Eli Goodman, Search Evangelist, comScore, Inc.
shared that we need to better quantify all of these search elements for our clients. Offline branding is moving online and search will continue to grow as a branding vehicle.

Fragmentation of the decision-making process and our jobs will include getting down to the nitty gritty of what they want.  Goodman noted that there has been a 25% increase in searchers per searcher and the opportunity to find them is going to be much more scattered in the future.

Stephan Spencer, Founder & President, Netconcepts, LLC
referenced his answer around the law of accelerating returns.  Humans think in linear fashion, he said, when we view a horizon we don’t necessarily think about being on the globe. It’s often hard to see the present for what it is.  Innovation will slow and at today’s rate of change, the last 100 years of advancement and change would fit in the next 20 years.

Pavan Lee (Peiwen Li), Senior Research Manager, Microsoft ventured that voice recognition will help engines understand what consumers want and allow them to provide more relevant and meaningful results across multiple devices.

When Kennedy asked,  “Where is digital media going next?” Li spoke in depth about mobile search and it’s importance to the digital user.

Technology has extended media consumption from laptap to phones and they are considered to be a very personal device, “There is a personal relationship with the phone designed specifically for the users tasks,” said Li.  Sharing a Toyota case study, Li shared that adding mobile search to mobile display adds a great deal of exposure and conversion.  She cautioned the audience to get into mobile now or an opportunity to affect the space may be lost.

Now the big question, is SEO dead?  Goodman agreed that SEO is changing, but said to keep optimizing, “SEO is alive.  Long live SEO.”

Another big shift in the future of search is in defining SEO?  How do we continue to define and add value for our clients?
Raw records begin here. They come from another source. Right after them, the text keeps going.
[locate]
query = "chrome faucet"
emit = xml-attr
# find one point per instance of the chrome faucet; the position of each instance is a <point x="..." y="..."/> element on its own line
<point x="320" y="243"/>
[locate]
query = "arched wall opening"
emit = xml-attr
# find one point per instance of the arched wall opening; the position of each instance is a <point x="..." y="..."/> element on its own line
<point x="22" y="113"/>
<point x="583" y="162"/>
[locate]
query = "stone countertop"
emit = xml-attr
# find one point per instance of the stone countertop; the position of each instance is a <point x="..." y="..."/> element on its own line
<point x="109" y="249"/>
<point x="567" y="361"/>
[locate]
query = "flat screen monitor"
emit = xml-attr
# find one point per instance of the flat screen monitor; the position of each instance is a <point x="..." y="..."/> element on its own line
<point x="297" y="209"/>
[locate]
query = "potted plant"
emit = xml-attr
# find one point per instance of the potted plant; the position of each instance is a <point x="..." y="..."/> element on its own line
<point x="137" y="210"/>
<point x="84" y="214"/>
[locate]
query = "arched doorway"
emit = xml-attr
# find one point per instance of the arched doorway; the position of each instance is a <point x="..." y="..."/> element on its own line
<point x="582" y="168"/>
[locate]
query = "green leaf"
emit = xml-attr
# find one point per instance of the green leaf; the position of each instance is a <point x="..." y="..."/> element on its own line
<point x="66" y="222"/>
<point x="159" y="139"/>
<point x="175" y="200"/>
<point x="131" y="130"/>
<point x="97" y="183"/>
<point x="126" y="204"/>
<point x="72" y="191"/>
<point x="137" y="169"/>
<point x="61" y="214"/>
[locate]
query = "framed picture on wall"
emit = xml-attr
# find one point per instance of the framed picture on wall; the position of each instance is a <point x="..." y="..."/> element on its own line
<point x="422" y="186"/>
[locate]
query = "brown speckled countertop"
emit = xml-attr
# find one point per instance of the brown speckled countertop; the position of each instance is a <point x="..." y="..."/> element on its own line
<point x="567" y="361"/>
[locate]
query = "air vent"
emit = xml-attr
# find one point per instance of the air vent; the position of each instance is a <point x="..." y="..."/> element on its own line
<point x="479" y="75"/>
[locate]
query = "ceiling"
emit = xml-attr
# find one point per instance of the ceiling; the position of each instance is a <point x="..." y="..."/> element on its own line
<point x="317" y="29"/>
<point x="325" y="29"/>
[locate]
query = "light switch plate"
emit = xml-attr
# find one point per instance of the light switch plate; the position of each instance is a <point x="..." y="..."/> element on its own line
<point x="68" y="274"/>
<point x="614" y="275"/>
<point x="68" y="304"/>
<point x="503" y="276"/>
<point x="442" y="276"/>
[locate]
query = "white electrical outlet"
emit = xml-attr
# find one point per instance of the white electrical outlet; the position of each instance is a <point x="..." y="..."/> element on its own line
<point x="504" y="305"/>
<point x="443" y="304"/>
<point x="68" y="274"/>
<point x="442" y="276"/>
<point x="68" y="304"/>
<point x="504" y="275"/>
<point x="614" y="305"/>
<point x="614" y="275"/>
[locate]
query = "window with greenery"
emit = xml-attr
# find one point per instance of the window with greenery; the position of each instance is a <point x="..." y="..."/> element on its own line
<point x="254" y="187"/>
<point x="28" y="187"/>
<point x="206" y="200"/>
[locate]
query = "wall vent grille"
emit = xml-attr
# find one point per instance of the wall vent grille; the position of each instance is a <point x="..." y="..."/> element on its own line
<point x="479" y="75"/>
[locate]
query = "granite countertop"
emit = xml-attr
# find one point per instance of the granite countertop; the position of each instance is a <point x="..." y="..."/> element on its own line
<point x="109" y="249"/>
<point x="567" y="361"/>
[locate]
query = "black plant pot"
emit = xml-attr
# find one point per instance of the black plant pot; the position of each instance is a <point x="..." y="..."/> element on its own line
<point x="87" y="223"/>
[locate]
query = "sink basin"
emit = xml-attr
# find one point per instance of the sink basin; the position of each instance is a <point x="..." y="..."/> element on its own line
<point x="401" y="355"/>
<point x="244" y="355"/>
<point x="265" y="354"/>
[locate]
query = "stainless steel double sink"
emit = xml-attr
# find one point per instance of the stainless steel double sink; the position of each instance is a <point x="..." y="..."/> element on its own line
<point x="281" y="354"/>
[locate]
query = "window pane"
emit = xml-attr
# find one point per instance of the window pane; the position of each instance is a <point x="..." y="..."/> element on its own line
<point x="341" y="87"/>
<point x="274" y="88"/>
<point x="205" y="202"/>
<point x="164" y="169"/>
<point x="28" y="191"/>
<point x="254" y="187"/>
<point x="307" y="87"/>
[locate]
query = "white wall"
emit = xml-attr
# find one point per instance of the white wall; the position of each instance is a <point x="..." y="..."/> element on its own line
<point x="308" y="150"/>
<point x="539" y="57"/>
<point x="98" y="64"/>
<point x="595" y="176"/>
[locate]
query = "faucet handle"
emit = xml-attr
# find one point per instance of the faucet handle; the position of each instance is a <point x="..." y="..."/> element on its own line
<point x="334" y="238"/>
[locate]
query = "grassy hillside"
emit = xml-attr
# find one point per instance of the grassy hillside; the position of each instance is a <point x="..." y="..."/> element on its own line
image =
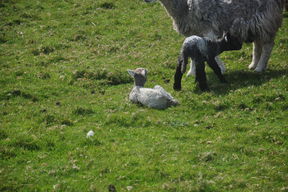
<point x="63" y="72"/>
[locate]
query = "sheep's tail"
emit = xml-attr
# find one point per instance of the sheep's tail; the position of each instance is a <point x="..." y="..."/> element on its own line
<point x="263" y="25"/>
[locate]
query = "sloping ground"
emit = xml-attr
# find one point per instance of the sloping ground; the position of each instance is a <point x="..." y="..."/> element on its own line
<point x="63" y="72"/>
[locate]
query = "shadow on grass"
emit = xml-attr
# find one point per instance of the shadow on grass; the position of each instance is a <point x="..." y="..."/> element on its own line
<point x="240" y="79"/>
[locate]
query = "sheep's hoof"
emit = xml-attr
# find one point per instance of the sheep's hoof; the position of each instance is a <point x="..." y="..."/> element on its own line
<point x="224" y="81"/>
<point x="259" y="69"/>
<point x="177" y="87"/>
<point x="204" y="88"/>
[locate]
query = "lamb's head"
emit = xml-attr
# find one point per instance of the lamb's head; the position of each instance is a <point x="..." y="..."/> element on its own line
<point x="231" y="42"/>
<point x="139" y="75"/>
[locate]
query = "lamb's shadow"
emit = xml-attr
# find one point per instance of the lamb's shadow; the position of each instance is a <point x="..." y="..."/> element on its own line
<point x="240" y="79"/>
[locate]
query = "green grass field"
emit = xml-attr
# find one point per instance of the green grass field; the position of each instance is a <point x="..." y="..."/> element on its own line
<point x="63" y="72"/>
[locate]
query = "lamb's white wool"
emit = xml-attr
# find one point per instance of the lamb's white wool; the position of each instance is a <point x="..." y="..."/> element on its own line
<point x="155" y="97"/>
<point x="253" y="20"/>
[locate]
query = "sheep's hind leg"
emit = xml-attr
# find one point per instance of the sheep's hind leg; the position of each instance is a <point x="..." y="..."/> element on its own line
<point x="201" y="75"/>
<point x="265" y="55"/>
<point x="178" y="75"/>
<point x="257" y="50"/>
<point x="213" y="64"/>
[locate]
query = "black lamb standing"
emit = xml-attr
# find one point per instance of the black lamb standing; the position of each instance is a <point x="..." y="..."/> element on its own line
<point x="201" y="49"/>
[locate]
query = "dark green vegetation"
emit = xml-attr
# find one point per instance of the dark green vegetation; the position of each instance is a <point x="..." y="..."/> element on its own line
<point x="63" y="72"/>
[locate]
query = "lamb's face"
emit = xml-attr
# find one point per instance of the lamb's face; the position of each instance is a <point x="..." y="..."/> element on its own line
<point x="139" y="75"/>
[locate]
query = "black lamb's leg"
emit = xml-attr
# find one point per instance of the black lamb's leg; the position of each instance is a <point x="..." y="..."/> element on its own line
<point x="201" y="75"/>
<point x="178" y="75"/>
<point x="213" y="64"/>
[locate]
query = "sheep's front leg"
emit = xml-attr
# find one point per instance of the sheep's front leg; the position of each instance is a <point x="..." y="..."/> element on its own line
<point x="201" y="75"/>
<point x="192" y="70"/>
<point x="265" y="55"/>
<point x="220" y="64"/>
<point x="213" y="64"/>
<point x="257" y="50"/>
<point x="178" y="75"/>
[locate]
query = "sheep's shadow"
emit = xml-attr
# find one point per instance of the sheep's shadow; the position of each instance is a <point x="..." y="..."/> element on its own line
<point x="240" y="79"/>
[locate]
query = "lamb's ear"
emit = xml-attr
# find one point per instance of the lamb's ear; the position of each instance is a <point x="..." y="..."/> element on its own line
<point x="131" y="72"/>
Fragmentation of the decision making process, and the number of searches per searcher has continued to increase as well as the depth of sites where people are finding answers to their queries.

YouTube generates 3 billion searches, Facebook 1 billion searches and people are continuing to get relevant results via these and other social media channels.  As SEO’s we need a grander set of data to be relevant, said Goodman.

Spencer spoke briefly on the Social Media underground and that there are niche online communities to help leverage information to get critical mass by having a power user account at some of these influential communities.  Having street cred is more powerful than contacting web developers one at a time, he said.  Boggs cautioned to be careful using communities to leverage agendas and to be respectful.

That presents a challenge for SEO’s and finding the balance between being an exceptional community member that adds value and shameless leveraging of SEO objectives.

As search marketing evolves, searchers expect better results and more relevant results.  If you google “the future of search” the top two

entries are from the Official Google Blog in September of 2008 and a quote from the godfather of search, Danny Sullivan from July 2004.  This illustrates not only the difficulty of providing relevant and timely results as well as the fact that some of the illumination from planning for the future is gained from understanding and respecting the past.

Lisa Williams has been an online marketer for 12 years and search marketer for eight.  Williams is CEO of MEDIA forte marketing, an Oregon search marketing agency located in Hood River which specializes in search marketing for Ecommerce companies.